Since being placed on a grey list for its anti-money laundering gaps, the United Arab Emirates (UAE) has gone into overdrive in its efforts to address them. It is making a raft of changes and has started imposing hefty penalties. It has warned that more measures are in the pipeline as the country takes a zero-tolerance approach to dirty money.

In March, the Financial Action Task Force (FATF) placed the UAE and a handful of other countries on its grey list, meaning they would be under increased monitoring due to ‘strategic deficiencies’ in their counter money-laundering efforts. This list, officially known as Jurisdictions Under Increased Monitoring, can potentially be damaging for an economy and its foreign investment.

The UAE is the financial hub of the Middle East, home to many international companies’ headquarters, and recognised as a major regional trade and business hub. Therefore, it has a lot riding on maintaining the integrity and reputation of its financial system.

Following the FATF announcement, the UAE government took a long, hard look at what it could do to tighten up its anti-money laundering rules. This soon turned into action as it set in motion an action plan that has involved hefty penalties, high-profile arrests, and the discussions of more measures to come. This tough line on money laundering is both a bold and necessary move by the UAE.

Author

Justin Harper is a freelance business journalist based in Dubai

The UAE’s financial regulators now want to trace property purchases made using digital currencies

Tracking cryptocurrency

One area that has also come under scrutiny in its efforts to tighten up anti-money laundering procedures is cryptocurrency. Crypto is routinely put under the spotlight by financial regulators globally over concerns it is being used by money launderers and criminals to move dirty money across jurisdictions.

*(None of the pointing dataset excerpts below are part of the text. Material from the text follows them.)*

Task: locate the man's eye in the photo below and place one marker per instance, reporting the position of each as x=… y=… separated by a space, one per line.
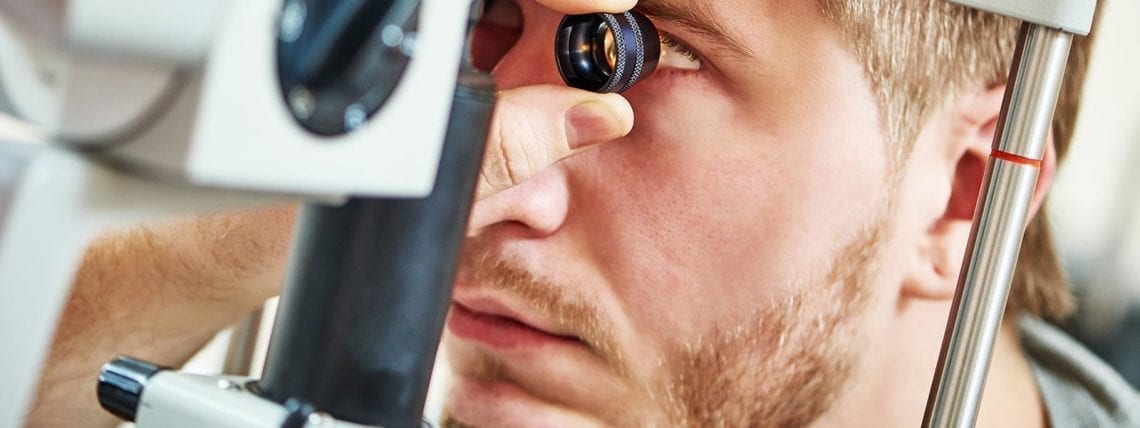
x=675 y=54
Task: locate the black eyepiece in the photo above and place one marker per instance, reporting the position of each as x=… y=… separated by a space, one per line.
x=607 y=53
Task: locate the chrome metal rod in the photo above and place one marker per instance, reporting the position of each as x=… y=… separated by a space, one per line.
x=999 y=225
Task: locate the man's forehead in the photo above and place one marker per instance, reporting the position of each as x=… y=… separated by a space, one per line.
x=705 y=17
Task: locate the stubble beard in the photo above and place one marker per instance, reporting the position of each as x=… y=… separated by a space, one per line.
x=782 y=365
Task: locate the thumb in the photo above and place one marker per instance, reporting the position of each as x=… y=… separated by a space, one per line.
x=537 y=126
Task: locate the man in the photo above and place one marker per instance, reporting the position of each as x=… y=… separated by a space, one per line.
x=775 y=242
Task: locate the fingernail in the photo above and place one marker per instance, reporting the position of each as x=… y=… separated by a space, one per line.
x=592 y=122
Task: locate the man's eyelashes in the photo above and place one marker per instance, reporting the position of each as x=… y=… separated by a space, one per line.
x=676 y=54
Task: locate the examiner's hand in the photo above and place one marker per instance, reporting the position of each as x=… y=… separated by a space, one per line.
x=538 y=126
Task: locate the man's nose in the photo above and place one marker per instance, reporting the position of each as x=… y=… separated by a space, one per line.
x=536 y=208
x=531 y=59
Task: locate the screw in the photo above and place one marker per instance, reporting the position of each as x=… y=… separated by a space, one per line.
x=228 y=385
x=408 y=46
x=292 y=21
x=392 y=35
x=355 y=116
x=320 y=419
x=301 y=102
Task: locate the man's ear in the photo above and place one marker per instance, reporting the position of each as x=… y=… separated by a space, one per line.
x=976 y=118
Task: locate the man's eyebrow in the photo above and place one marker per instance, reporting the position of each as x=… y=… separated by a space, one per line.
x=697 y=15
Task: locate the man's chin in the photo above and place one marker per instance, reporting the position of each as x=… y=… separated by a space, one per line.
x=504 y=404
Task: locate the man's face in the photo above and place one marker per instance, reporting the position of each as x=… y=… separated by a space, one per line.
x=714 y=267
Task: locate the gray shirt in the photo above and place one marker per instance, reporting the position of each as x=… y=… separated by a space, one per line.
x=1079 y=389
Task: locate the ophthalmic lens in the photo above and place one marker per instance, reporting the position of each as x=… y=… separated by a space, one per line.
x=607 y=53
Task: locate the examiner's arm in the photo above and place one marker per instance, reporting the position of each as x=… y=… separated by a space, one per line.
x=157 y=292
x=160 y=292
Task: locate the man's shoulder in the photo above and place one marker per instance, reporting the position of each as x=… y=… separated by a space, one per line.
x=1079 y=388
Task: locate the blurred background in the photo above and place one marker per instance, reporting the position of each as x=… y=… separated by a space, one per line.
x=1096 y=203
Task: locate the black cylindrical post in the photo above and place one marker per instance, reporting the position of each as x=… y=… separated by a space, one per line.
x=361 y=316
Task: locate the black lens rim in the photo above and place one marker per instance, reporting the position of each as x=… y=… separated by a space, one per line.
x=579 y=54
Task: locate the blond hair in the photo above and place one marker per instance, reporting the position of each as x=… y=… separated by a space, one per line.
x=915 y=54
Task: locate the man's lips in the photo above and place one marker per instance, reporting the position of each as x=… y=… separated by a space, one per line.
x=490 y=324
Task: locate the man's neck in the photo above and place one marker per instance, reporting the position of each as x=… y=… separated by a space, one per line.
x=1011 y=397
x=893 y=380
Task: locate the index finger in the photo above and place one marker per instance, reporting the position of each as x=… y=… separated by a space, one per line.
x=575 y=7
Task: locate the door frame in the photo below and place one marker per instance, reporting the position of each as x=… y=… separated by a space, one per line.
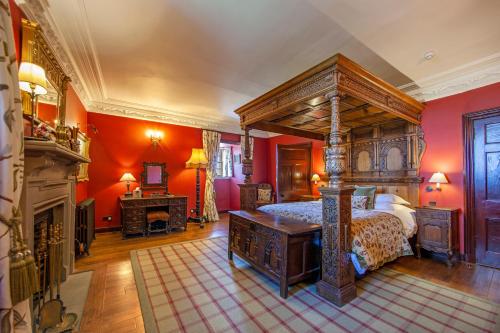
x=468 y=136
x=307 y=145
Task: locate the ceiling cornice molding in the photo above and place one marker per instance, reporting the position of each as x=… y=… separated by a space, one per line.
x=143 y=112
x=38 y=11
x=467 y=77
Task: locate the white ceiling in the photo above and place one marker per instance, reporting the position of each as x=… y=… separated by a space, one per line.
x=195 y=61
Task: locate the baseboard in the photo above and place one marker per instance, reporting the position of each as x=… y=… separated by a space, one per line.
x=108 y=229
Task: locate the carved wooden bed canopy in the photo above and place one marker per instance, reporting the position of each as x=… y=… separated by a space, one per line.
x=340 y=102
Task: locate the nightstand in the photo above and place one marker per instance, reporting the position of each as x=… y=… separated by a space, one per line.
x=310 y=197
x=438 y=231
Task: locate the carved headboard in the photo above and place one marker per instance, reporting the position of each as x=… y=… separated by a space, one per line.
x=386 y=155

With the UAE positioning itself as a major crypto hub and attracting a stream of global players to set up operations in the country, this is a new channel for money launderers to exploit. With so many crypto companies here, some real estate developers in the UAE have opted to start accepting payments in Bitcoin and Ether.

While this may be considered forward-thinking, the UAE’s financial regulators now want to trace property purchases made using these digital currencies. Real estate agents will have to alert anti-money laundering authorities of any property sales paid fully using crypto, or even in part.

What is interesting about the new rule is the relatively small amount of crypto involved for it to be flagged to the authorities. At present, the threshold is just AED 55,000 (a little under US$15,000), which is a small sum when you consider the high property prices in the UAE, particularly in the property investment hotspot of Dubai.

As the UAE minister for economics Abdulla bin Touq Al Marri put it, the new rules will leave ‘little or no room for manipulation or illegal practices that could negatively impact the work environment, and the economy and investment’. This clearly sends out a strong message to those using crypto to launder the proceeds of crime.

This is not the first time the UAE has upped the ante in its anti-money laundering efforts

More action needed

This is not the first time the UAE has upped the ante in its anti-money laundering efforts, and the FATF did praise the country for its continuing efforts on this front. The watchdog noted that since its last assessment (in 2020), the country had made good progress on tackling money laundering, confiscating criminal proceeds, and international cooperation. However, it did state that more action is needed to ensure that the investigation and prosecution of money laundering cases are consistent with the risk profile of the UAE.

In recent years, the country has seen the rapid transformation and growth of its economy, particularly in the areas of in real estate, seaports and airports. But this fast growth has been a double-edged sword. While the UAE has seen significantly higher cashflows, they have brought with them the increased threat of dirty money entering the financial system.

While the impact of being placed on a grey list is limited for the UAE, given its strength and stability, it has still shown it is serious in addressing the FATF’s concerns head on and quickly.